Voters See Manufacturing as the “irreplaceable core of a strong economy”
New National Poll Finds Strong Support for Cracking Down on China’s Cheating
Voters Strongly Favor a National Strategy to Restore U.S. Manufacturing Competitiveness
Washington, DC. Voters say that creating jobs, specifically in manufacturing, and strengthening manufacturing in the U.S., are top economic priorities, according to the findings of a new poll and focus groups conducted by a bipartisan team of prominent Republican and Democratic pollsters.
By a sizeable margin, voters rate manufacturing as the industry “most important to the overall strength of the American economy” and support a national strategy to restore America’s global leadership in manufacturing.
Significantly, a majority of voters (56 percent) no longer see the U.S. as having the world’s strongest economy, and fewer than 25 percent think anyone in Washington is doing a great deal to help enforce a level playing field for U.S. manufacturers. However, 88 percent of voters believe that it’s possible for America to have the strongest economy, and 92 percent believe that it is important for the U.S. to regain that position.
“It’s striking how clearly voters—Republican and Democrat alike—see strengthening manufacturing as the key to rebuilding the U.S. economy,” said Scott Paul, executive director of the Alliance for American Manufacturing (AAM), a non-partisan, non-profit partnership of leading U.S. manufacturers and the United Steelworkers (USW) that commissioned the poll.
This is the third straight year in which AAM has commissioned a national poll. Paul said that the favorable impression of American manufacturing continues to increase with each year’s polling.
When it comes to trade with China, the poll found that voters emphatically support tough action on Beijing’s cheating on currency and other trade obligations.

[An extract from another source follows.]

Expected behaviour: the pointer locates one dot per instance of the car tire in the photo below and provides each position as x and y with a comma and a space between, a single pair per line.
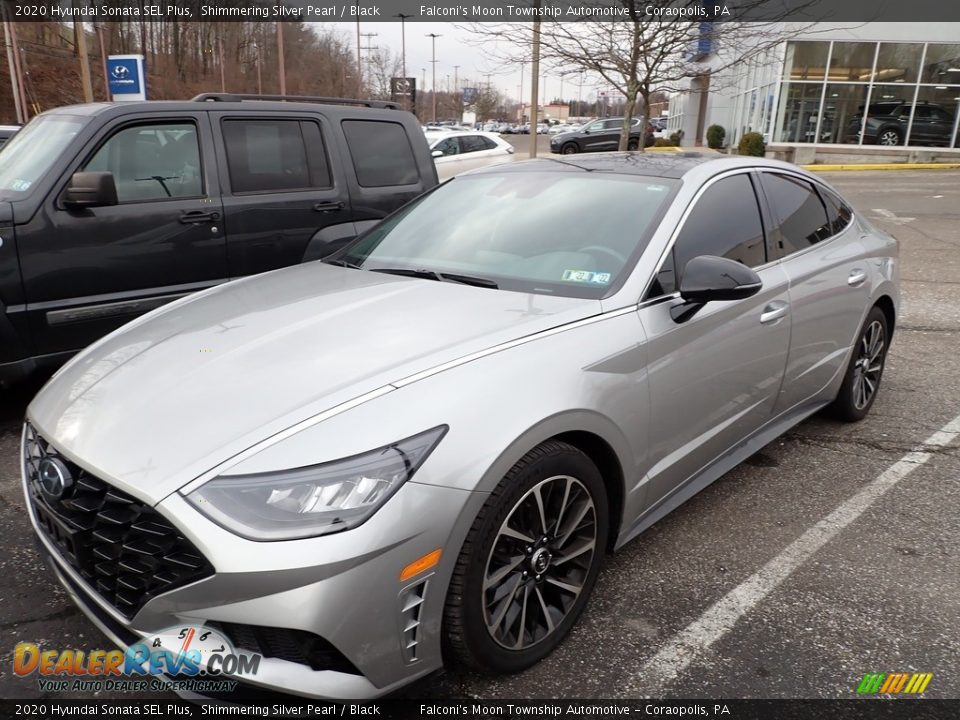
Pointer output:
861, 383
889, 137
501, 614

“These findings make clear that a strong majority of voters believe Washington should stand up to China’s unfair trade practices, and that there is overwhelming support for a national strategy to restore U.S. leadership in manufacturing,” Paul said.
Indeed, overwhelming majorities of Independent, Republican, and Democratic voters expressed strong support for “a national manufacturing strategy to make sure that economic, tax, education, and trade policies in this country work together to help support manufacturing in the United States.”
The bipartisan survey of 1,200 likely general election voters was conducted between June 28 and July 2 by the Mellman Group and North Star Opinion Research, firms that poll for Democratic and Republican candidates respectively. The findings include results from six focus groups held in Columbus, OH, Orlando, FL, and Phoenix, AZ, as well as two dial tests in St. Louis, MO and Vienna, VA of manufacturing messages frequently presented to voters by the national media.
“It’s no surprise that Romney and Obama are hitting each other hard on China, outsourcing, and job loss,” said Paul. “This election will turn on who voters believe will go to bat for them to create and vigorously defend manufacturing jobs.”
In the focus groups, voters were stunned to learn that steel production for the center span of the new Oakland-San Francisco Bay Bridge had been outsourced to china. When presented with proposals to enact strong Buy American provisions for such public works, overwhelming majorities of Republican (87 percent), Democratic (91 percent), and Independent (87 percent) voters were in favor. Even when presented with arguments from critics of Buy American about allegedly higher costs and increased taxes, voters supported Buy American policies by a wide margin.
When it comes to outsourcing and China’s cheating, more than two-thirds of respondents said that China’s violations of international trade rules were costing the U.S. jobs, and nearly as many (62 percent) said Washington needs to get tougher on China’s cheating.
Voters of all affiliations overwhelmingly support getting tough with China, even when posed with the argument that getting tougher on China’s trade violations could “start a trade war." Fully 83 percent of those surveyed also had an unfavorable view of companies that outsource jobs to China. In contrast, voters maintain extremely favorable views of goods manufactured in the U.S. (97 percent favorable).
The survey also explored the Obama Administration’s decision to rescue the U.S. auto industry. 57 percent of those surveyed think the quality of cars produced by the U.S. auto industry has improved. And regarding the actual rescue decision, when presented with arguments for and against saving the U.S. auto industry, a significant majority of those polled (61 percent) support the government’s action. This support was found to be strong across the country, not just in the Midwest.
“This survey leaves little doubt that voters understand that U.S. manufacturing is the nation’s most powerful engine of job growth and that they want more urgent action taken to address trade violations and halt outsourcing that is sapping our global standing and future security,” said Paul. “Voters across the political spectrum do not believe that any of our national leaders are doing a great deal to boost manufacturing or to stop outsourcing. Candidates would be well advised to heed this message.”
Similar polling conducted for AAM in 2011 by Mark Mellman, CEO of The Mellman Group, and Whit Ayres, President of North Star Opinion Research, subsequently garnered a 2012 Campaign Excellence Award for “Public Affairs Campaign of the Year” from the American Association of Political Consultants (AAPC).